Positively Negative Spaces

Negative space 1

Illustration: Sharpie pen with black ink by Black Elephant Blog author

To continue on the theme of basic concepts in art–as I am learning about in my basic drawing class–we come now to the concept of “negative space.”    This doesn’t sound too good until you learn that the “negative” in the phrase simply refers to the space around and between the subjects of an image, as also explained here in Wikipedia.  For those who have made it through graduate school and perhaps even an entire career without coming across this concept, this idea is quite exciting…and positive.  (However, “positive space” is something different.  The world of art has its own language, like every other endeavor, with words like “tooth,” “value,” and “wash” meaning quite different things to artists.)

Negative space sometimes means drawing with space to produce a silhouette of the subject.  To produce this effect, we students used a homemade viewfinder (two L-shaped strips of cardboard taped together to form a small rectangle) and chose the composition we’d like to create with negative space.  Note that objects overlapping each other in real life viewing simply become part of the same silhouette, as in the image above.

What is remarkable about this exercise in seeing and thinking is that it focuses on the context in order to define the subject. Just as in Drawing the Light, sharpening our attention to what is around and affecting the subject is important. Just one slip of the pen and we’ve completely changed the look of the subject, and possibly even ruined it altogether.  Context really matters! 🙂

Illustration:  Watercolor, gouache, ink, pencil, and white charcoal by Black Elephant Blog author, representing the 1916 watercolor by Charles Demuth at the Philadelphia Museum of Art

Illustration: Watercolor, gouache, ink, pencil, and white charcoal by Black Elephant Blog author, after the 1916 watercolor “Green Dancer” by Charles Demuth at the Philadelphia Museum of Art

Seasoned artists often give their images a multidimensional appearance and sometimes even an impression of movement by using light, shadows, and contours.  Every teacher  I’ve had so far in this new venture has said it is important to draw what surrounds the subject at the same time as we focus on drawing the subject. In other words it is a rookie mistake to focus single-mindedly on drawing a subject without considering the context.  This simple advice is stunningly important with so many applications in life, and not just to art.

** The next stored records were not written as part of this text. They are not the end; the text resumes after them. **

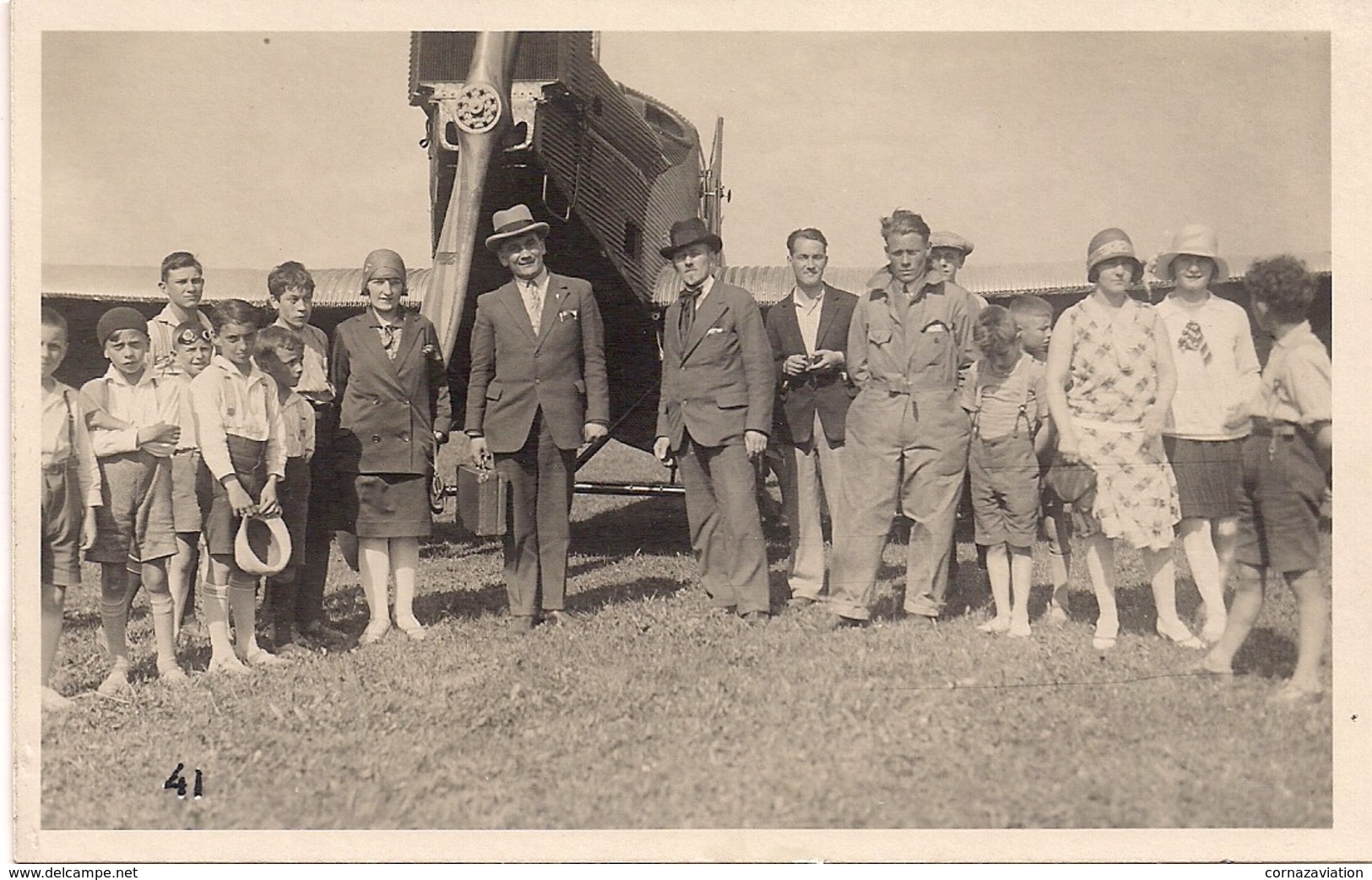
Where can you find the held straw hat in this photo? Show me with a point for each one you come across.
(278, 548)
(1108, 245)
(1196, 241)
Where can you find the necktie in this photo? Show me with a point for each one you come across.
(1192, 340)
(388, 340)
(687, 312)
(535, 305)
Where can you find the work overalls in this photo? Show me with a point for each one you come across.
(906, 443)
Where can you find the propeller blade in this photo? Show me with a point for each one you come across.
(482, 113)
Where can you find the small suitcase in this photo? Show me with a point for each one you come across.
(482, 497)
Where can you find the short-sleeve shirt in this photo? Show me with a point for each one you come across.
(1297, 383)
(999, 399)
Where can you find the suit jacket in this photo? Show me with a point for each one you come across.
(829, 393)
(515, 373)
(388, 410)
(718, 382)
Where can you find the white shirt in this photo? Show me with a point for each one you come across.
(807, 315)
(534, 291)
(298, 427)
(143, 404)
(65, 436)
(1217, 367)
(225, 403)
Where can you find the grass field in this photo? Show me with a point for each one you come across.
(653, 713)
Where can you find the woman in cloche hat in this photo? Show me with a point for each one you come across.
(393, 383)
(1217, 377)
(1110, 384)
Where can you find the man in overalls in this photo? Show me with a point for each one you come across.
(907, 437)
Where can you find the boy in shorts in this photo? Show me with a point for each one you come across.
(1005, 395)
(191, 351)
(279, 353)
(133, 432)
(291, 289)
(1284, 464)
(70, 496)
(1033, 318)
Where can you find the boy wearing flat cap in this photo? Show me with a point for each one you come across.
(538, 390)
(133, 415)
(713, 416)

How can we understand the seemingly sudden emergence of new threats, challenges, or risks without widening the “viewfinder” to see what might be the context around them?  Could one “slip” or failure in the “negative space” to anticipate a requirement have consequences for subjects, or “positive space,” in real life? Alternatively, is there more positive “negative space” shaping that can be done to influence the subject?  The list of relevant applications for the negative space idea seems simply endless…  What would happen if we played with the concept of “negative space,” and  reframed the key issues of the day through our “viewfinders?”  Without context, mistaken analysis, lost opportunities, and unforeseen surprises are inevitable.  Particularly for those instances in real life where the consequences of failing to see repercussions could be worse than a ruined piece of paper, learning to think and see differently about “negative space” seems valuable.